Rainhas de bateria ligadas a comunidades estarão em seis das 12 escolas do Grupo Especial do Rio

Estudante do 2º ano do ensino médio, Lorena Raíssa, de 15 anos, que neste carnaval fará sua estreia na Sapucaí à frente dos ritmistas da Beija-Flor de Nilópolis, onde mora, é o que se pode chamar de “prata da casa”. A menina que nasceu quando a mãe voltava de um ensaio técnico da escola, obrigando o ônibus que levava os componentes a desviar o caminho para a maternidade, se considera integrante da Azul e branco da Baixada Fluminense desde esse dia. A ex-passista mirim, que superou 23 concorrentes no concurso que elegeu a substituta de Raíssa de Oliveira, é o símbolo de um movimento que começa a ganhar corpo nas agremiações: a valorização das “crias da comunidade” no posto mais cobiçado do carnaval que, pela visibilidade proporcionada, costuma atrair a atenção de famosas ou de gente que pode pagar por ele.
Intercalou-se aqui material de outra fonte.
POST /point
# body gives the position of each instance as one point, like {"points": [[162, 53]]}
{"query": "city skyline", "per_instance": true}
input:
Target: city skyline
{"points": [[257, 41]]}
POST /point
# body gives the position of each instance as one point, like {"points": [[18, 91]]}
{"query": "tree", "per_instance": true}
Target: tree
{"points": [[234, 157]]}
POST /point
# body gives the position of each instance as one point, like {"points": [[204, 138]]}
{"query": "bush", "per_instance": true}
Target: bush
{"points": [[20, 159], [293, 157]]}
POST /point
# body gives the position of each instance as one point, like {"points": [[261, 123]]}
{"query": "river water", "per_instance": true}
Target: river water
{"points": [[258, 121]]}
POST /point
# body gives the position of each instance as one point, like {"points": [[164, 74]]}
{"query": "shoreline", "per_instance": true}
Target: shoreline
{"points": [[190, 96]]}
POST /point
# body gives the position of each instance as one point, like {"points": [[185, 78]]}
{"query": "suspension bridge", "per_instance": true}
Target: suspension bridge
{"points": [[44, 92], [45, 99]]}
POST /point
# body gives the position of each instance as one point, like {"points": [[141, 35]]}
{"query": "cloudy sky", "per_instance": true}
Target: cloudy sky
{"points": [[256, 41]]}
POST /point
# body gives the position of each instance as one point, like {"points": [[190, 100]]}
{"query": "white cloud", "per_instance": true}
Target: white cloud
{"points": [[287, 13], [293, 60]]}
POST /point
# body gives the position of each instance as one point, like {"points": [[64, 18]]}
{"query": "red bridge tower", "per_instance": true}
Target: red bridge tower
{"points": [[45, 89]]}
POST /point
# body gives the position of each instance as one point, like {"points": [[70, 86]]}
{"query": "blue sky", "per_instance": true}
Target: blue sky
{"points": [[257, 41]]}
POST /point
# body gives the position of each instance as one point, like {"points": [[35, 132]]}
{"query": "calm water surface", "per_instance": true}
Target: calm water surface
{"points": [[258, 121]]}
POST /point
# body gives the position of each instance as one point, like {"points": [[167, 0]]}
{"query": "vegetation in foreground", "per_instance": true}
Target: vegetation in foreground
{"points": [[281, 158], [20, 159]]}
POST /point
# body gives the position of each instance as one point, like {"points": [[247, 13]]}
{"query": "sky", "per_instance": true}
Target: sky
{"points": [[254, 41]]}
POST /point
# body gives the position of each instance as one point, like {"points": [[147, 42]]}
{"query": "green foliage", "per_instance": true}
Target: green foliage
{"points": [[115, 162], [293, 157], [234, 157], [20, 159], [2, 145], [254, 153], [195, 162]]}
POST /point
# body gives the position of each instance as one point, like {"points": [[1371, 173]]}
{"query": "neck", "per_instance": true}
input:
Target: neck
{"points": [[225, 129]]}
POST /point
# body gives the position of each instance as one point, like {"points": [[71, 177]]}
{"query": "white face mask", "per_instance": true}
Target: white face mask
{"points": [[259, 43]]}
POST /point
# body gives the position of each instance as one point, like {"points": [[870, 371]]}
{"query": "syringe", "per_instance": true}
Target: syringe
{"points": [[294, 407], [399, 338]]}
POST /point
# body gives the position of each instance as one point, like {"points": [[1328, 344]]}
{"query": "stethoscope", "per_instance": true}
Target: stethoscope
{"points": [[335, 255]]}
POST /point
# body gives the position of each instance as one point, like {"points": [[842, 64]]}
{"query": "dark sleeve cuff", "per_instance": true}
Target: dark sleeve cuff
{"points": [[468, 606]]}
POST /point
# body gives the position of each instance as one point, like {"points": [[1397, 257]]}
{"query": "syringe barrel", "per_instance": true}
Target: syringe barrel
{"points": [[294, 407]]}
Mas esse carnaval não será igual àquele que passou. Metade das 12 escolas do Grupo Especial optou por trazer à frente de suas baterias rainhas que fazem parte das agremiações, em sua maioria, desde a infância. São meninas que, mais do que ter samba no pé, “são raiz”, como chamam alguns, ou chão da escola, como preferem outros. O número é maior do que os de 2022 e 2020, quando as rainhas de comunidade chegaram a cinco. Em 2021, não houve desfile por conta da pandemia. Em 2019, foram quatro. Há dez anos, eram três.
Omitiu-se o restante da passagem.